A snakemake pipeline for generating QC metrics from sequencing data.
QC-pipe takes as input fastq files and performs a number of quality control metrics, collated into a MultiQC report. The tools run include:
- fastQC -- a QC tool for sequencing data.
- FastQ Screen -- a screening tool that aligns reads to a set of sequence databases, to determine sequence composition.
- QualiMap -- calculates QC metrics based on alignment data.
- Samtools stats -- produces statistics from alignment files.
QC-pipe can align your reads using STAR (recommended for RNA) or bwa (recommended for DNA).
Additionally, QC-pipe can also demultiplex your data from Illumina bcls using bcl2fastq or bcl-convert, or from MGI data using splitbarcode. If you have multiple lanes, QC-pipe can automatically merge these into one pair of fastq files per sample.
The only prerequisite is snakemake. To install snakemake, you will need to install a Conda-based Python3 distribution. For this, Mambaforge is recommended. Once mamba is installed, snakemake can be installed like so:
mamba create -c conda-forge -c bioconda -n snakemake snakemake
Now activate the snakemake environment (you'll have to do this every time you want to run the pipeline):
conda activate snakemake
Now clone the repository:
git clone https://github.com/WEHIGenomicsRnD/qc-pipe.git
cd qc-pipe
You can test the pipeline via:
conda activate snakemake
snakemake --use-conda --conda-frontend mamba --cores 1 --directory .test
The configuration file is found under config/config.yaml
and the config file for FastQ Screen is found under config/fastq_screen.conf
. Please carefully go through these settings.
Place your fastq files in format of {sample}_R[1|2].fastq.gz
under the the directory specific in your config.yaml
file (fastq
by default). Now run the pipeline as follows:
conda activate snakemake
snakemake --use-conda --conda-frontend mamba --cores 1
If you need to demultiplex your reads via bcl2fastq, bcl-convert or MGI's splitbarcode, you can run this through the pipeline by setting process_from_bcl: True
in the config file and specifying the input BCL/fastq directory (raw_input
in the config file). Note that due to the licensing of these demultiplexing tools, you will have to source the software from the Illumina website, or if you are using MGI, directly from MGI support.
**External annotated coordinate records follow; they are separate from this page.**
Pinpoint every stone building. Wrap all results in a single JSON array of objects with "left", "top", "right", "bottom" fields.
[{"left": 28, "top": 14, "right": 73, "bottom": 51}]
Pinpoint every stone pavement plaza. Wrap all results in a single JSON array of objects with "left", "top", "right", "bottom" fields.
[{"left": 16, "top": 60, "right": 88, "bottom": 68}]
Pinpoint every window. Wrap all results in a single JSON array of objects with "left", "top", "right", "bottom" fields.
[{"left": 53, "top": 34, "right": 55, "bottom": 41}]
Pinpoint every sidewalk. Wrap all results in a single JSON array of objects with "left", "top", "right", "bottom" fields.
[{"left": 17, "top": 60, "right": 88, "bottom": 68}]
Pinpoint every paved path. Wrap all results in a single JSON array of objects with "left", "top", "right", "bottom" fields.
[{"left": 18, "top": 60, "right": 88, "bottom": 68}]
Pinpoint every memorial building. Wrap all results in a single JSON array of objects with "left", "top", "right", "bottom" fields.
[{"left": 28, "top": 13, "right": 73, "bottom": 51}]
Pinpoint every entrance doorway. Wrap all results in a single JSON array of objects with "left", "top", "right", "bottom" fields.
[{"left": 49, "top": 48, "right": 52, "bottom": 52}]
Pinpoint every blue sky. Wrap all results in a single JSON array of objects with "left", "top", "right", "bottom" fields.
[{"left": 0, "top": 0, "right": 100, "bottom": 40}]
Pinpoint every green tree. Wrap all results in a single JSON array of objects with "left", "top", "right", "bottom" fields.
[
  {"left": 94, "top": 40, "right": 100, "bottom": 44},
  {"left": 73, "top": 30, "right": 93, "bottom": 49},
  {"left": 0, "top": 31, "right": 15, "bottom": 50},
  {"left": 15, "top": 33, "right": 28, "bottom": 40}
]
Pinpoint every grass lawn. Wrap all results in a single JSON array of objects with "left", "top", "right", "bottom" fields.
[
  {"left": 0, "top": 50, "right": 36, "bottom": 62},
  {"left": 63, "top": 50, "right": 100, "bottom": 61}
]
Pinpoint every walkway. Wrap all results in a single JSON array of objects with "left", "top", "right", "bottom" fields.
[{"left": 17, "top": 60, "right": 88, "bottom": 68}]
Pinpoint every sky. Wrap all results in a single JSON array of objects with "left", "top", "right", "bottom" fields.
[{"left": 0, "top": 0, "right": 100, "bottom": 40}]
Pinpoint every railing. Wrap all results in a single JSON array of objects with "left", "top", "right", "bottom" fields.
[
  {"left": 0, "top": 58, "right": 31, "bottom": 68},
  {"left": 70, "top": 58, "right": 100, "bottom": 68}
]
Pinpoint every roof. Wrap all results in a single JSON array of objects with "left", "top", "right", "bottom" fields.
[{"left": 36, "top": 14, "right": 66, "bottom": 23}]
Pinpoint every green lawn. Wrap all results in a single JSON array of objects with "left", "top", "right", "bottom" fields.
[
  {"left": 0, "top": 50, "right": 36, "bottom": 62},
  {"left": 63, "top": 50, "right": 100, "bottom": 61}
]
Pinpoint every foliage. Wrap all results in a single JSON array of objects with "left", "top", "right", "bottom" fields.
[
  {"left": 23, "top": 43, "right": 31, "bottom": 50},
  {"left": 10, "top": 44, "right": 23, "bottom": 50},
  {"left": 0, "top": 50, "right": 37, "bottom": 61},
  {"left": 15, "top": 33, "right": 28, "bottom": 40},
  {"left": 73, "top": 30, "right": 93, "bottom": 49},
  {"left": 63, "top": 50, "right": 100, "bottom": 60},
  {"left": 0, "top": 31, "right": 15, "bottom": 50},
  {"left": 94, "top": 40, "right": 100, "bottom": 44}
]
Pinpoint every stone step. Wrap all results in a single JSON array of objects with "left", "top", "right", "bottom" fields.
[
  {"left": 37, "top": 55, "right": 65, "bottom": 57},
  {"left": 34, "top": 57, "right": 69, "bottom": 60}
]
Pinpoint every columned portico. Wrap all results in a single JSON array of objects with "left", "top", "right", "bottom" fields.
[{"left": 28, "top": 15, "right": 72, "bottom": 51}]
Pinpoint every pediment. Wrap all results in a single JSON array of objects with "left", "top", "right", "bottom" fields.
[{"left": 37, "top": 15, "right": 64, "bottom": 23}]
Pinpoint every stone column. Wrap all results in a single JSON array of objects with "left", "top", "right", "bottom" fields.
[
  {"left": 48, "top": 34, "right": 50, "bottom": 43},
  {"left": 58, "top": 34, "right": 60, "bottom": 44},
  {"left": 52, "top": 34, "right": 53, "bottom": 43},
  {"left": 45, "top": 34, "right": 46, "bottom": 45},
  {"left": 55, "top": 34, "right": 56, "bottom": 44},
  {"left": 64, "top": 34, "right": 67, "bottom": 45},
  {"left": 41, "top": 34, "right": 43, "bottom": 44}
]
You may also start the pipeline with already demultiplexed output. In this case, the pipeline can perform the merge step (in order to merge lanes). This is also handy if your file names are in the standard Illumina BCL output format. To do this, set the merge_from_dir
parameter in the config file.
If you want to submit your jobs to the cluster using SLURM, use the following to run the pipeline:
conda activate snakemake
snakemake --use-conda --conda-frontend mamba --profile slurm --jobs 8 --cores 24
The pipeline will generate all results under a results
directory. The most relevant directories are:
results/multiqc/multiqc_report.html
-- contains collated QC data in the form of an html report.